13.09.1976

GESTORBENHans Schuberth

Hans Schuberth, 79. Der "Schöpfer der Deutschen Bundespost" ("Rheinischer Merkur") mußte bereits nach vier Amtsjahren (1953) das Postministerium abgeben -- obwohl seine fachlichen Qualitäten, auch für Adenauer, unbestritten waren. Doch dem "Alten" saßen zu viele Katholiken auf der Regierungsbank, er glaubte für mehr konfessionellen Proporz sorgen zu müssen. Katholik Schuberth wurde geopfert und wehrte sich nicht. Die politische Auseinandersetzung lag ihm nicht; auch während seiner Bonner Jahre hatte der CSU-Mann aus Mittelfranken den Mangel an politischem Eifer durch fachlichen Fleiß zu kompensieren versucht -- für seine Ministerkarriere vergebens. So versuchte er "seine Bundespost" während der zweiten Legislaturperiode von der Abgeordnetenbank aus weiter mit aufzubauen, ehe er 1957 resignierte und in die Privatwirtschaft ging. Am vorletzten Donnerstag starb Hans Schuberth in München.
Ladislav Novomesky, 71. Der Journalist und Schriftsteller gehörte zu jener Gruppe nationalistisch eingestellter Kommunisten, die 1944 den Aufstand der Slowaken gegen die Deutschen und das Tiso-Regime anzettelten. Der Lyriker kämpfte als Partisanenführer mit. Noch im gleichen Jahr wurde Novomesky stellvertretender Vorsitzender des slowakischen Nationalrates, fünf Jahre später als Mitglied in das Zentralkomitee der tschechoslowakischen KP gewählt. Doch die Hoffnung, nun zusammen mit seinem Landsmann Husák mehr für die slowakische Minderheit tun zu können, trog -- 1951 wurden beide als "bourgeoise Nationalisten" verhaftet. Mit seinem öffentlichen Auftritt 1963 anläßlich einer Schriftstellerkonferenz in Preßburg begann Novomeskys Rehabilitierung, 1964 wurde "Laco" zum Nationalkünstler ernannt. Während des Prager Frühlings galt er eine Zeitlang als aussichtsreicher Kandidat für das Amt des Staatspräsidenten. Nach dem sowjetischen Einmarsch jedoch ging er zu seinem einstigen Freund Husák in Opposition, Husák nahm ihm (1971) seine Parteiämter. Am vorletzten Wochenende starb Ladislav Novomesky in Preßburg.

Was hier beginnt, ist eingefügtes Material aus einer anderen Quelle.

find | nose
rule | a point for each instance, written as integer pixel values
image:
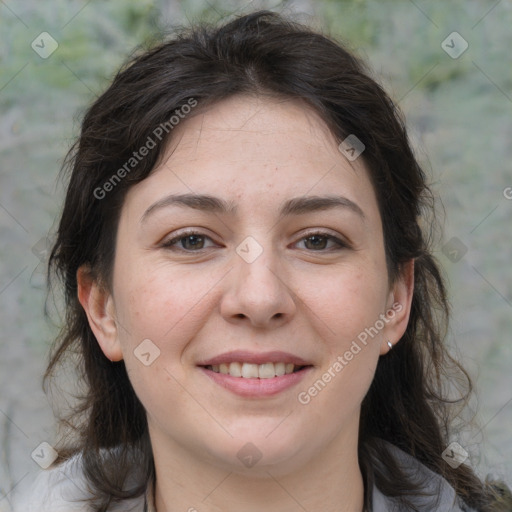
(258, 292)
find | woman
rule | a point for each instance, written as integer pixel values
(250, 298)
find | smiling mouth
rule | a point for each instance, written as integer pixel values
(255, 371)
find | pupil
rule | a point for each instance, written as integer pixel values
(317, 238)
(191, 238)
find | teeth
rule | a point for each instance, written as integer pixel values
(250, 371)
(254, 371)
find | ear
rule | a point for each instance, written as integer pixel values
(398, 307)
(99, 308)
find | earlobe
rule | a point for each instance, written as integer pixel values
(399, 307)
(99, 308)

Percy Shaw, 86. Die Erleuchtung kam dem Engländer 1934 auf der nächtlichen Heimfahrt von seinem Pub. Er hatte Schwierigkeiten. Die Sieht war durch Dunkelheit und Nebel gleich Null, und die gerade beendete Zechtour mag ein übriges zu Shaws Angst getan haben, sein Auto in den Straßengraben zu lenken. Jedenfalls machte er sich nach mühsam überstandener Rückfahrt gleich daran, das Übel nächtlich unkenntlicher Straßenführung zu beheben -- Shaw erfand das selbstreinigende "Katzenauge", ein Glaskörper, der einfallendes Licht reflektiert und auf Gummimuffen "n die Fahrbahn eingelassen wird. Mit seiner letzten Barschaft von sieben Pfund meldete der Erfinder 1935 seinen Rückstrahler zum Patent an und gründete die "Reflecting Roadstuds Ltd.". Seitdem wurden aus Halifax über 15 Millionen Katzenaugen weltweit exportiert. Der Sohn eines Färberarbeiters, der im Alter weder Gardinen noch Teppiche in seinem Haus duldete und immer vier Fernsehapparate gleichzeitig laufen ließ, um kein Programm zu verpassen, stieg zum vielfachen Millionär auf. Mittwoch vorletzter Woche starb der skurrile, unverheiratete Shaw in Halifax.